We went up a small connector street, not marked clearly on our map and not named, and found a street of boutiques, orphaned temporarily by the construction. One boutique had in its window a dress in exactly the style and color Eva had been seeking for months. And it was on sale. Now, yes, maybe a maybe a tracker site would have spared us the detour that the maps did not. And maybe a community of trackers seeking the same dress might have got us to the boutique. And maybe there would have been one left in Eva's size after all or any other like-minded trackers of similar taste had got there first. But where would have been the delight of discovery?
I suppose, like Young, I can see how that's one thing I think the "smart city" reduces. Only the first one to make the stumble gets the fun. Everyone else gets the information, which is maybe more efficient, but not as entertaining.

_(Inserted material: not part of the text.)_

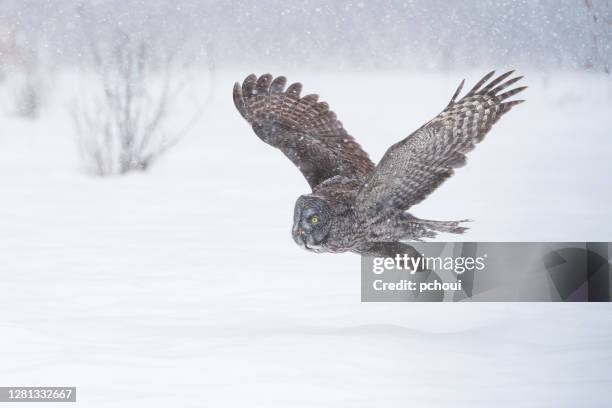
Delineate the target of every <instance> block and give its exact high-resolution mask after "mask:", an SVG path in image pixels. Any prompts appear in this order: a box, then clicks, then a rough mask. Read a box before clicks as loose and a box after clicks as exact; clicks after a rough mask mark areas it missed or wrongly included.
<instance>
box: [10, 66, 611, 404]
mask: <svg viewBox="0 0 612 408" xmlns="http://www.w3.org/2000/svg"><path fill="white" fill-rule="evenodd" d="M484 72H485V69H483V70H482V71H478V72H471V73H468V75H467V81H468V84H467V85H468V86H469V85H470V83H473V82H474V81H476V80H478V79H479V76H480V75H482V74H483V73H484ZM248 73H250V72H239V73H232V74H229V73H224V74H220V75H218V77H217V85H216V87H215V90H214V92H215V93H214V103H213V104H212V105H211V106H210V107H209V109H208V110H207V111H206V112H205V115H204V116H203V117H202V119H201V121H200V122H199V123H198V125H197V126H196V128H194V129H193V131H192V132H191V133H190V134H189V135H188V137H187V138H186V139H184V140H183V141H182V143H181V144H179V145H178V146H177V147H176V148H175V149H174V150H172V151H171V152H169V153H168V154H167V155H166V156H164V157H163V158H162V159H161V160H160V161H159V162H158V163H156V165H155V166H154V167H153V168H152V169H151V170H150V171H149V172H147V173H138V174H130V175H128V176H125V177H115V178H96V177H90V176H88V175H86V174H85V173H84V172H83V170H82V168H81V167H80V163H79V160H78V154H77V149H76V147H75V146H76V145H75V140H74V133H73V129H72V123H71V119H70V115H69V111H68V109H67V106H68V105H69V102H70V100H71V98H72V97H71V92H72V91H73V90H75V85H74V83H75V81H73V79H72V77H71V76H69V75H59V76H58V80H57V83H58V85H57V86H56V92H55V93H54V94H53V96H52V97H51V99H50V100H49V101H48V106H47V107H46V109H45V110H44V111H43V112H42V117H41V118H40V119H39V120H37V121H27V120H23V119H18V118H15V117H11V116H4V117H2V118H1V119H0V186H2V190H3V192H2V195H1V197H2V203H1V204H0V208H1V210H2V214H3V215H2V216H1V217H0V247H1V251H0V268H1V269H0V273H1V278H0V288H1V294H0V346H1V348H0V362H1V363H0V385H7V386H8V385H62V386H76V387H78V399H79V404H78V405H79V406H83V407H116V406H122V407H137V406H138V407H266V408H270V407H333V408H338V407H351V408H356V407H373V406H380V407H410V406H415V407H425V406H427V407H438V406H440V407H445V406H452V407H492V406H496V407H500V406H504V407H505V406H508V407H517V406H526V407H540V406H554V407H575V406H578V405H580V406H583V407H608V406H610V405H609V404H610V403H609V390H610V387H611V386H612V368H611V367H612V313H611V309H610V305H609V304H529V303H526V304H503V303H500V304H484V303H480V304H468V303H463V304H408V303H404V304H373V303H370V304H368V303H361V302H360V288H359V284H360V278H359V265H360V261H359V257H358V256H356V255H352V254H341V255H316V254H312V253H308V252H306V251H303V250H301V249H300V248H299V247H298V246H296V245H295V244H294V243H293V241H292V239H291V235H290V229H291V223H292V213H293V204H294V200H295V198H297V196H298V195H300V194H302V193H305V192H307V188H308V187H307V184H306V182H305V180H304V179H303V178H302V176H301V175H300V173H299V172H298V171H297V170H296V169H294V168H293V167H292V165H291V163H290V162H289V161H288V160H287V159H286V158H285V157H283V156H282V155H281V154H280V153H279V152H277V151H275V150H274V149H272V148H271V147H269V146H267V145H265V144H263V143H262V142H261V141H260V140H259V139H258V138H257V137H256V136H255V135H254V134H253V133H252V131H251V130H250V129H249V127H248V126H247V124H246V123H245V122H244V121H243V120H242V118H241V117H240V116H239V115H238V113H237V112H236V111H235V109H234V107H233V104H232V99H231V88H232V85H233V82H234V81H236V80H242V79H243V78H244V76H246V75H247V74H248ZM281 73H282V74H285V75H287V76H288V79H289V81H298V80H299V81H301V82H302V83H303V84H304V91H305V93H319V94H320V95H321V98H322V99H323V100H325V101H327V102H329V104H330V105H331V107H332V109H333V110H334V111H335V112H336V113H337V114H338V117H339V118H340V119H341V120H342V121H343V123H344V125H345V127H346V128H347V129H348V131H349V132H350V133H351V134H352V135H354V136H355V137H356V138H357V140H358V141H359V142H360V143H361V144H362V145H363V147H364V148H365V149H366V150H367V151H369V152H370V155H371V156H372V158H373V159H374V160H378V159H380V157H381V156H382V154H383V153H384V151H385V150H386V148H387V147H388V146H389V145H391V144H392V143H394V142H396V141H398V140H400V139H401V138H403V137H405V136H407V135H408V134H409V133H410V132H411V131H413V130H414V129H416V128H417V127H419V126H420V125H421V124H422V123H424V122H425V121H426V120H428V119H430V118H431V117H432V116H434V115H435V114H437V113H438V112H439V111H440V110H441V109H442V108H443V107H444V106H445V105H446V103H447V102H448V100H449V98H450V97H451V95H452V93H453V91H454V90H455V88H456V86H457V84H458V83H459V81H460V80H461V79H462V77H463V76H464V75H465V73H448V74H445V75H442V74H432V73H425V74H417V73H414V72H406V73H400V72H395V73H376V74H366V73H360V74H351V75H347V74H344V75H337V76H331V75H322V76H321V75H317V74H315V73H294V72H280V73H279V72H274V74H281ZM526 75H527V78H526V79H525V80H524V82H525V84H527V85H529V86H530V88H529V89H528V90H527V91H526V92H525V94H524V98H525V99H527V103H525V104H523V105H520V106H518V107H517V108H515V109H514V110H513V111H512V112H510V113H509V114H508V115H507V116H505V117H504V118H503V119H502V120H501V121H500V122H499V123H498V124H497V125H496V126H495V127H494V128H493V130H492V132H491V133H490V134H489V136H488V137H487V139H485V141H484V142H483V143H482V144H481V145H479V146H478V148H477V149H476V150H475V151H474V152H472V154H471V155H470V156H469V158H468V165H467V167H465V168H463V169H460V170H459V171H458V173H457V174H456V176H455V177H453V178H452V179H451V180H449V181H448V182H447V183H446V184H444V185H443V186H442V187H441V188H440V189H439V190H438V191H437V192H436V193H435V194H433V195H432V196H431V197H430V198H429V199H428V200H426V201H425V202H424V203H422V204H420V205H419V206H418V207H415V208H414V209H413V213H414V214H415V215H417V216H419V217H423V218H431V219H451V220H453V219H461V218H470V219H473V220H474V222H473V223H472V225H471V229H470V231H469V232H468V233H467V234H466V235H464V236H460V237H453V236H442V237H440V239H442V240H444V239H450V240H466V241H477V240H483V241H540V240H546V241H583V240H590V241H612V206H611V205H610V202H611V201H612V160H611V159H612V132H611V130H610V129H612V116H611V112H612V83H611V80H610V77H609V76H597V75H586V74H576V73H554V72H551V73H547V74H543V73H542V72H526Z"/></svg>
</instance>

And when we did get to Montorgueil, we did find the old patisserie we had been seeking, Stohrer's, the oldest patisserie in Paris (est 1730), a destination that was on many "must-see" lists (another form of sharing older than digital tracking). And it was worth the trip down mistaken by-ways that only enhanced the eventual success. I had the lemon tart. Eva the pistachio. Then we went back another day for other choices, went by a different route out of Place Bastille, because we took another wrong turn up Blvd Richard Lenoire, through a huge Sunday market, that took us out of a way we hadn't really planned, anyway. On our way through the market, Eva found a red Italian leather purse she didn`t know she was looking for, either. At least, the label said it was Italian. Maybe it was just the label that was `Made in Italy,' but it`s still a nice purse. And unlike the ones up by Sacre Coeur, it really is leather.
While on the topic (well, technically, beside it) of self-tracking and achieving community with like-minded peers of similar tastes and interests, a nit picks at the back of my understanding. What if my preferred activity is finding things for myself. Of haplessly going where others who have gone before have not documented, or have documented in places I do not search, and of not myself documenting it, either?
Try joining our community. It's out there.
We fail to meet each other all the time, all over town, irregularly and anonymously.